Respiratory distress in the newborn, a condition characterized by difficulty breathing, occurs in about 7% of newborns. Non-invasive ventilation has become the preferred method of respiratory support for these infants but often fails in extremely preterm infants (< 26 weeks gestation) despite surfactant treatment, leading to traditional mechanical ventilation interventions that may cause barotrauma and hyperoxia. This failure can manifest as symptoms of progressive lung collapse and thoracoabdominal asynchrony (TAA) that are evident clinically but for which root causes are not easily determined. Since most methods of providing ventilator support have been developed in adults and children then scaled for infants, there are very few treatments aimed primarily at preterm infants, and the inherent fragility of the demographic precludes extensive clinical evaluation.
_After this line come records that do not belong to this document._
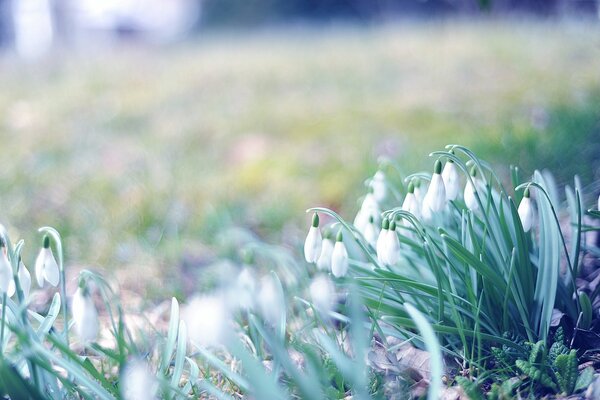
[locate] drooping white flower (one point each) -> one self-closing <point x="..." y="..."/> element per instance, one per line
<point x="392" y="246"/>
<point x="435" y="198"/>
<point x="324" y="261"/>
<point x="411" y="203"/>
<point x="313" y="242"/>
<point x="322" y="293"/>
<point x="6" y="275"/>
<point x="339" y="258"/>
<point x="379" y="186"/>
<point x="270" y="300"/>
<point x="371" y="232"/>
<point x="85" y="315"/>
<point x="369" y="208"/>
<point x="24" y="279"/>
<point x="206" y="318"/>
<point x="46" y="267"/>
<point x="526" y="211"/>
<point x="137" y="383"/>
<point x="470" y="191"/>
<point x="451" y="180"/>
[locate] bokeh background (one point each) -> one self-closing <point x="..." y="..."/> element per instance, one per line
<point x="144" y="131"/>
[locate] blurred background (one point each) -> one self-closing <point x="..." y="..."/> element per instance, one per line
<point x="145" y="129"/>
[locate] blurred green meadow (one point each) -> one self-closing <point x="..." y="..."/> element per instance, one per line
<point x="140" y="155"/>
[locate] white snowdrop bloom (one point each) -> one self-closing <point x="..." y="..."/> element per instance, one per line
<point x="6" y="276"/>
<point x="206" y="318"/>
<point x="382" y="242"/>
<point x="270" y="300"/>
<point x="324" y="261"/>
<point x="451" y="180"/>
<point x="379" y="186"/>
<point x="313" y="242"/>
<point x="369" y="208"/>
<point x="322" y="293"/>
<point x="435" y="198"/>
<point x="24" y="279"/>
<point x="392" y="246"/>
<point x="411" y="203"/>
<point x="137" y="383"/>
<point x="371" y="232"/>
<point x="46" y="267"/>
<point x="85" y="315"/>
<point x="526" y="211"/>
<point x="339" y="258"/>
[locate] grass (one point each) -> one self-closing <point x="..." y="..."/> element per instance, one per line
<point x="138" y="154"/>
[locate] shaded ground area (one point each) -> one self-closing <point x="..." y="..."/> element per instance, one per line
<point x="133" y="153"/>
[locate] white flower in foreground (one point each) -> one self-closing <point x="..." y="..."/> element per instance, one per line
<point x="6" y="277"/>
<point x="85" y="316"/>
<point x="369" y="208"/>
<point x="526" y="211"/>
<point x="137" y="383"/>
<point x="270" y="300"/>
<point x="46" y="267"/>
<point x="379" y="186"/>
<point x="382" y="242"/>
<point x="451" y="180"/>
<point x="322" y="293"/>
<point x="339" y="258"/>
<point x="313" y="242"/>
<point x="206" y="319"/>
<point x="371" y="232"/>
<point x="392" y="246"/>
<point x="435" y="198"/>
<point x="324" y="261"/>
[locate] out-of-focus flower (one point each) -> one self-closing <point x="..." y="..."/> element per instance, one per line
<point x="85" y="315"/>
<point x="137" y="383"/>
<point x="313" y="242"/>
<point x="339" y="258"/>
<point x="46" y="267"/>
<point x="206" y="318"/>
<point x="526" y="211"/>
<point x="324" y="261"/>
<point x="451" y="180"/>
<point x="369" y="208"/>
<point x="322" y="293"/>
<point x="6" y="275"/>
<point x="382" y="241"/>
<point x="371" y="232"/>
<point x="379" y="186"/>
<point x="435" y="199"/>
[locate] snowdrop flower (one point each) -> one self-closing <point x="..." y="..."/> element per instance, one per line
<point x="382" y="242"/>
<point x="313" y="242"/>
<point x="379" y="186"/>
<point x="206" y="318"/>
<point x="411" y="203"/>
<point x="324" y="261"/>
<point x="391" y="248"/>
<point x="137" y="383"/>
<point x="85" y="316"/>
<point x="270" y="300"/>
<point x="6" y="277"/>
<point x="46" y="267"/>
<point x="322" y="293"/>
<point x="435" y="198"/>
<point x="451" y="180"/>
<point x="371" y="232"/>
<point x="339" y="258"/>
<point x="369" y="208"/>
<point x="469" y="195"/>
<point x="526" y="211"/>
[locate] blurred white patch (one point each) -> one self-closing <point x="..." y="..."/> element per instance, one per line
<point x="207" y="320"/>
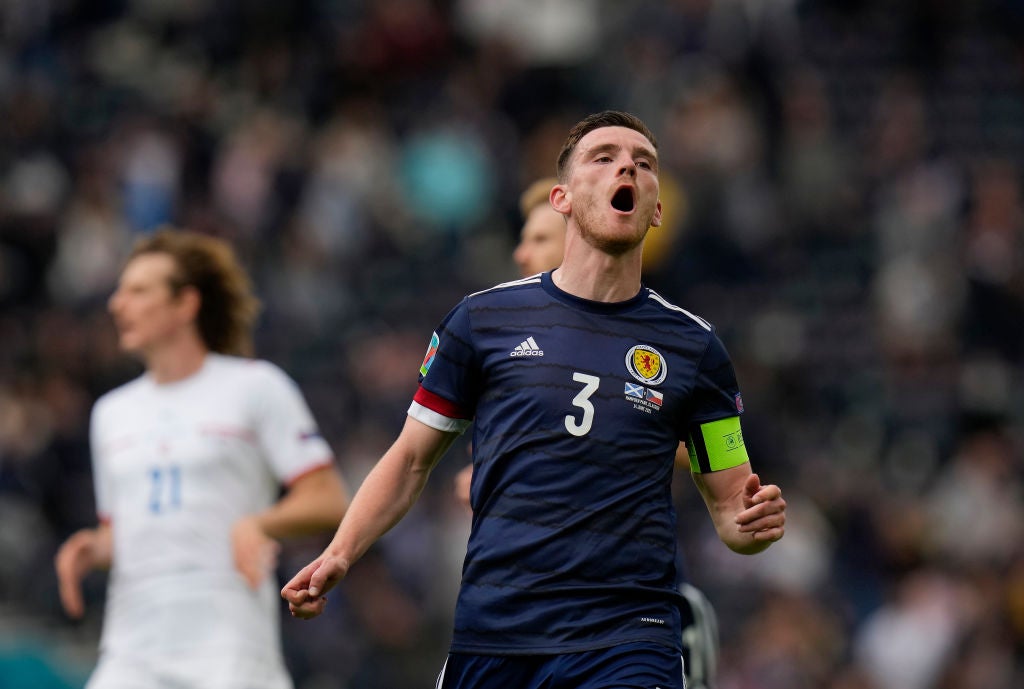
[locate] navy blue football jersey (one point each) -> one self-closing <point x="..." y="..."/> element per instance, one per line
<point x="577" y="407"/>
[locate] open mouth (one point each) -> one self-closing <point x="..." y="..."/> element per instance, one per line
<point x="623" y="200"/>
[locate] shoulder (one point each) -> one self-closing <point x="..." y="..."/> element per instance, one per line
<point x="121" y="396"/>
<point x="247" y="372"/>
<point x="685" y="317"/>
<point x="509" y="290"/>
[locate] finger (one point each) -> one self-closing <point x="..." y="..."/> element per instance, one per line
<point x="770" y="534"/>
<point x="308" y="609"/>
<point x="318" y="579"/>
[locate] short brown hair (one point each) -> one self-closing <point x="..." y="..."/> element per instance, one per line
<point x="596" y="121"/>
<point x="537" y="194"/>
<point x="227" y="307"/>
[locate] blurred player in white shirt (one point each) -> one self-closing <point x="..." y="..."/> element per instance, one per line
<point x="189" y="461"/>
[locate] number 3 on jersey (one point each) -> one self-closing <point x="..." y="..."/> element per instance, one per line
<point x="582" y="400"/>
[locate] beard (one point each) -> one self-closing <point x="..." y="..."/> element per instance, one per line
<point x="612" y="243"/>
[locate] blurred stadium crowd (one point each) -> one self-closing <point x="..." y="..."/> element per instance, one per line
<point x="843" y="191"/>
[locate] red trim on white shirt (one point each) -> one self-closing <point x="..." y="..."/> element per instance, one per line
<point x="326" y="464"/>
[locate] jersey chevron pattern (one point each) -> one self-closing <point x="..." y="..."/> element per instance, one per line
<point x="578" y="407"/>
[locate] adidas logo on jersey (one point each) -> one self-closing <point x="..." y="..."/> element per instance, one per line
<point x="527" y="348"/>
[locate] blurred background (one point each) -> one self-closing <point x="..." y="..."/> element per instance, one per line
<point x="842" y="182"/>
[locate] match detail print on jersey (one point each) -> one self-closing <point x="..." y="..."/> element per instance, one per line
<point x="716" y="444"/>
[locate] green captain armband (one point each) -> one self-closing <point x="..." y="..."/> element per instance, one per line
<point x="716" y="445"/>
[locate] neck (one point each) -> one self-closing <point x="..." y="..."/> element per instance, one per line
<point x="596" y="275"/>
<point x="175" y="361"/>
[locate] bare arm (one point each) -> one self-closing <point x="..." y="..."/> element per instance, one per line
<point x="749" y="517"/>
<point x="84" y="551"/>
<point x="314" y="502"/>
<point x="385" y="497"/>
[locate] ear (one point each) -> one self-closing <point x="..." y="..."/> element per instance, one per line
<point x="189" y="301"/>
<point x="560" y="199"/>
<point x="655" y="221"/>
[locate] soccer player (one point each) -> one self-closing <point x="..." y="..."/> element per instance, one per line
<point x="189" y="460"/>
<point x="579" y="383"/>
<point x="542" y="244"/>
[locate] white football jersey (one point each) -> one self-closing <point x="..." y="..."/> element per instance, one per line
<point x="175" y="466"/>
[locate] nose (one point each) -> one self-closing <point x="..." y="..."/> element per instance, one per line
<point x="112" y="303"/>
<point x="519" y="255"/>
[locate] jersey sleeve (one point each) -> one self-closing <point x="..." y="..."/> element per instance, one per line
<point x="716" y="392"/>
<point x="100" y="475"/>
<point x="286" y="428"/>
<point x="449" y="377"/>
<point x="714" y="438"/>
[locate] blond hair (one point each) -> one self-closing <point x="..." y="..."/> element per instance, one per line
<point x="227" y="306"/>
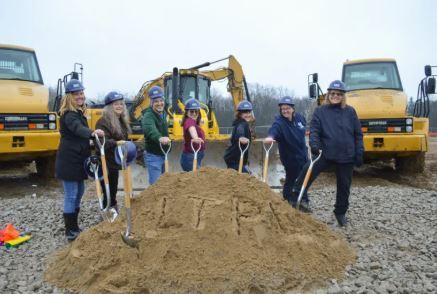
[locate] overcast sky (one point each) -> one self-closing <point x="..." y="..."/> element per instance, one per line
<point x="125" y="43"/>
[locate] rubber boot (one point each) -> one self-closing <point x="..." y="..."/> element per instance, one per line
<point x="69" y="225"/>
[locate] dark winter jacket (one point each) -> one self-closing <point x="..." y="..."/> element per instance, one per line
<point x="337" y="132"/>
<point x="154" y="127"/>
<point x="290" y="136"/>
<point x="110" y="141"/>
<point x="74" y="147"/>
<point x="232" y="153"/>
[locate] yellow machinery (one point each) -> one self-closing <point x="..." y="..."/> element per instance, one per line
<point x="28" y="131"/>
<point x="183" y="84"/>
<point x="375" y="90"/>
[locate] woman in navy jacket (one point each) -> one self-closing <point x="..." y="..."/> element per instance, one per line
<point x="335" y="130"/>
<point x="288" y="130"/>
<point x="73" y="150"/>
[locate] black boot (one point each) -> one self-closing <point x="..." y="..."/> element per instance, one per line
<point x="76" y="222"/>
<point x="69" y="226"/>
<point x="341" y="219"/>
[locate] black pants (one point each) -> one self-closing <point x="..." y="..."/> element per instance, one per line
<point x="343" y="173"/>
<point x="113" y="186"/>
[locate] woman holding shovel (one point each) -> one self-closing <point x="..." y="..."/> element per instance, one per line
<point x="194" y="136"/>
<point x="240" y="138"/>
<point x="73" y="150"/>
<point x="114" y="122"/>
<point x="336" y="132"/>
<point x="288" y="130"/>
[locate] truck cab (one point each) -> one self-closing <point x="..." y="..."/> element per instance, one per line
<point x="28" y="131"/>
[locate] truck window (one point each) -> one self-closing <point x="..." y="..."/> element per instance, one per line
<point x="375" y="75"/>
<point x="19" y="65"/>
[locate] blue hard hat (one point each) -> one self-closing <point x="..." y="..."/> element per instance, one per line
<point x="113" y="96"/>
<point x="73" y="86"/>
<point x="244" y="106"/>
<point x="192" y="104"/>
<point x="90" y="163"/>
<point x="131" y="153"/>
<point x="156" y="92"/>
<point x="286" y="100"/>
<point x="337" y="85"/>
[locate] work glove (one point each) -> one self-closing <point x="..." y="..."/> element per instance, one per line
<point x="359" y="160"/>
<point x="315" y="151"/>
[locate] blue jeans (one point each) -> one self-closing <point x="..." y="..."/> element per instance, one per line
<point x="187" y="160"/>
<point x="155" y="166"/>
<point x="235" y="166"/>
<point x="73" y="192"/>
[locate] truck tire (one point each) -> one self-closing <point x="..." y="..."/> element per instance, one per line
<point x="411" y="164"/>
<point x="45" y="167"/>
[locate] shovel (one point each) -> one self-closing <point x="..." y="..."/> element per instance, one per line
<point x="195" y="151"/>
<point x="101" y="145"/>
<point x="266" y="160"/>
<point x="242" y="151"/>
<point x="165" y="155"/>
<point x="95" y="169"/>
<point x="307" y="178"/>
<point x="127" y="185"/>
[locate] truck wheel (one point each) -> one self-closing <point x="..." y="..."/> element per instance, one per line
<point x="411" y="164"/>
<point x="45" y="167"/>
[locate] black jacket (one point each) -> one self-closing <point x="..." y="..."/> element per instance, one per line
<point x="74" y="147"/>
<point x="337" y="132"/>
<point x="232" y="153"/>
<point x="110" y="141"/>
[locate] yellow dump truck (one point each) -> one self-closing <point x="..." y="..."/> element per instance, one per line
<point x="28" y="131"/>
<point x="375" y="90"/>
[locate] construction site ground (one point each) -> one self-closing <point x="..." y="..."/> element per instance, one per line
<point x="393" y="221"/>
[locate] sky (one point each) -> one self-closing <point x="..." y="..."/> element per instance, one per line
<point x="122" y="44"/>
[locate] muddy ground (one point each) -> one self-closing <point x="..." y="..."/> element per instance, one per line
<point x="393" y="227"/>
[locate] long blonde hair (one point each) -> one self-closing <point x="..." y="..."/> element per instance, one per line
<point x="115" y="123"/>
<point x="68" y="103"/>
<point x="343" y="100"/>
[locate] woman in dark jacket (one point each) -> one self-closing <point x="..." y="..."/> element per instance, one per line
<point x="336" y="131"/>
<point x="240" y="134"/>
<point x="288" y="130"/>
<point x="114" y="122"/>
<point x="73" y="150"/>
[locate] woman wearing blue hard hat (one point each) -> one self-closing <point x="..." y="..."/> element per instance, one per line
<point x="193" y="135"/>
<point x="73" y="150"/>
<point x="288" y="130"/>
<point x="335" y="130"/>
<point x="241" y="136"/>
<point x="114" y="122"/>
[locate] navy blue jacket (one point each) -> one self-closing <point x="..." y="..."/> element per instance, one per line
<point x="232" y="153"/>
<point x="74" y="147"/>
<point x="337" y="132"/>
<point x="290" y="136"/>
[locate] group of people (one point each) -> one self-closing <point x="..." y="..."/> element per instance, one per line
<point x="334" y="130"/>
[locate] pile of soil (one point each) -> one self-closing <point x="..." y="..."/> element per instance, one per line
<point x="213" y="231"/>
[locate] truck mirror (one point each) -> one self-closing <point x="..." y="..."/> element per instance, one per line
<point x="313" y="91"/>
<point x="430" y="86"/>
<point x="428" y="71"/>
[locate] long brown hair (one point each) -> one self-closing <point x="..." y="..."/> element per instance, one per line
<point x="199" y="117"/>
<point x="116" y="124"/>
<point x="328" y="102"/>
<point x="68" y="103"/>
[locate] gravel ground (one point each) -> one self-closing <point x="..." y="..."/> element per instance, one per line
<point x="392" y="228"/>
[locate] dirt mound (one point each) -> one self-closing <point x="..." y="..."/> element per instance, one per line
<point x="211" y="232"/>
To help investigate symptoms of respiratory distress under various adverse clinical conditions, we developed a computational model of nonlinear lung mechanics in an idealized 1kg infant that can depict dynamic airflow, esophageal pressure, and thoracic volumes to compare to clinical measures. One study considers the effect of a stiff vs floppy chest wall and demonstrates variable rate of volume loss dependent upon noninvasive interventions. In a second study the chest wall is partitioned into rib cage and abdomen, and metrics of TAA are associated with active and passive mechanical risk factors with sensitivity analyses revealing their relative impact. Ongoing work includes examining the effect of continuous positive airway pressure on global parameter sensitivities, and application of parameter identification algorithms with sparsely available data.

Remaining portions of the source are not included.